Though he is relieved, Ashy wants the other suspect to come to justice and all of the firearms to be found.
Ashy, who opened the store in 1990, said he had not had problems at the store until recent years. The gun store was robbed in July 2012 when at least two men allegedly stole numerous weapons. No arrests have been made yet in that incident, according to Sumter County Sheriff's Office.
You're a target when you have a business and you try your best to make it secure, he said.
You put a lock on the door to keep honest people out, he said, but if someone wants to get in, they will find a way.
There is only so much you can do for security because people who want to do wrong are always ahead of you, Ashy said. If they would spend their time on more productive things, they would not be in jail, he said.
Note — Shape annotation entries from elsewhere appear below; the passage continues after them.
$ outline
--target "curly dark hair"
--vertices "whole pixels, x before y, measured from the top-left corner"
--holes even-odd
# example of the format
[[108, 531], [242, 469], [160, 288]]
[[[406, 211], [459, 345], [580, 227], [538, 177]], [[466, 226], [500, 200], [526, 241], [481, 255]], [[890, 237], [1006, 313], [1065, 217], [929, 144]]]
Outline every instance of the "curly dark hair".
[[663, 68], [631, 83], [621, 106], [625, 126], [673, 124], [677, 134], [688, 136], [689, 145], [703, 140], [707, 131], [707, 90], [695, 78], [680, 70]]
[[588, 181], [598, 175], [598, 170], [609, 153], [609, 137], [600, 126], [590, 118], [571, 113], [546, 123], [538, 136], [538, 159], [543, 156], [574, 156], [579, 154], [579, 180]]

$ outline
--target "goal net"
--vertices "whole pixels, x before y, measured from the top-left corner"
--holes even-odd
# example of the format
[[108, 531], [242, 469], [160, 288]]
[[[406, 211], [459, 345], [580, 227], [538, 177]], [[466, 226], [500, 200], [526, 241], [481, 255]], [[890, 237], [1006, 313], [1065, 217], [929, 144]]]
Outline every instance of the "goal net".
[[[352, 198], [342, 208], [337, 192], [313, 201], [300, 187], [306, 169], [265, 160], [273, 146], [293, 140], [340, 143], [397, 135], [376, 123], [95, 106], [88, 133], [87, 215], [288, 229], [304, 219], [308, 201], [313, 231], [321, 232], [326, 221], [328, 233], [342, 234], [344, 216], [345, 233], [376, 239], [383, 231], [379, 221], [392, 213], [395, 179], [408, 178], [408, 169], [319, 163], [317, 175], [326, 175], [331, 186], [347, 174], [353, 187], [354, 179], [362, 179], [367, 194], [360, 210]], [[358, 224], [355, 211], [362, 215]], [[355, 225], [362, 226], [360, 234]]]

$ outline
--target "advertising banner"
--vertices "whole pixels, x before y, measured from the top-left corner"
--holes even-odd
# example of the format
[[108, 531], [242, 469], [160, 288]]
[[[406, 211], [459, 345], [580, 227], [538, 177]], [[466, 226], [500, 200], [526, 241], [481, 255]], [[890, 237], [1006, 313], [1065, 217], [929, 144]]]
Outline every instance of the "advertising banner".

Reddick pleaded guilty to conspiracy to steal firearms from a federal firearms licensee and being a felon in possession of a firearm for his involvement in the August 2016 incident, according to the United States Attorney District of South Carolina.
A search warrant executed at Reddick’s apartment revealed a 9mm handgun reportedly stolen during the Tony's Guns burglary.
Reddick faces a maximum of five years' imprisonment, a fine of $250,000 and three years of supervised release on the conspiracy charge and faces a maximum of 10 years' imprisonment, a fine of $250,000 and three years of supervised release on the felon in possession of a firearm charge.
Reddick was previously convicted of second-degree burglary and transportation of stolen firearms and was on federal-supervised release after serving time for a federal conviction in 2013.
The 2016 investigation also revealed similarities between that burglary and liquor store burglaries in other counties for which Reddick was identified as a suspect after a DNA match linked him to one of the liquor stores.
The case for Reddick’s co-defendant is still pending in federal court.
The case — part of the Project CeaseFire initiative — was investigated by the Bureau of Alcohol, Tobacco, Firearms and Explosives; Sumter County Sheriff’s Office; Newberry County Sheriff’s Office; South Carolina State Law Enforcement Division; Clinton Police Department; Fairfield County Sheriff’s Office; Richland County Sheriff’s Department; and Lexington County Sheriff’s Department.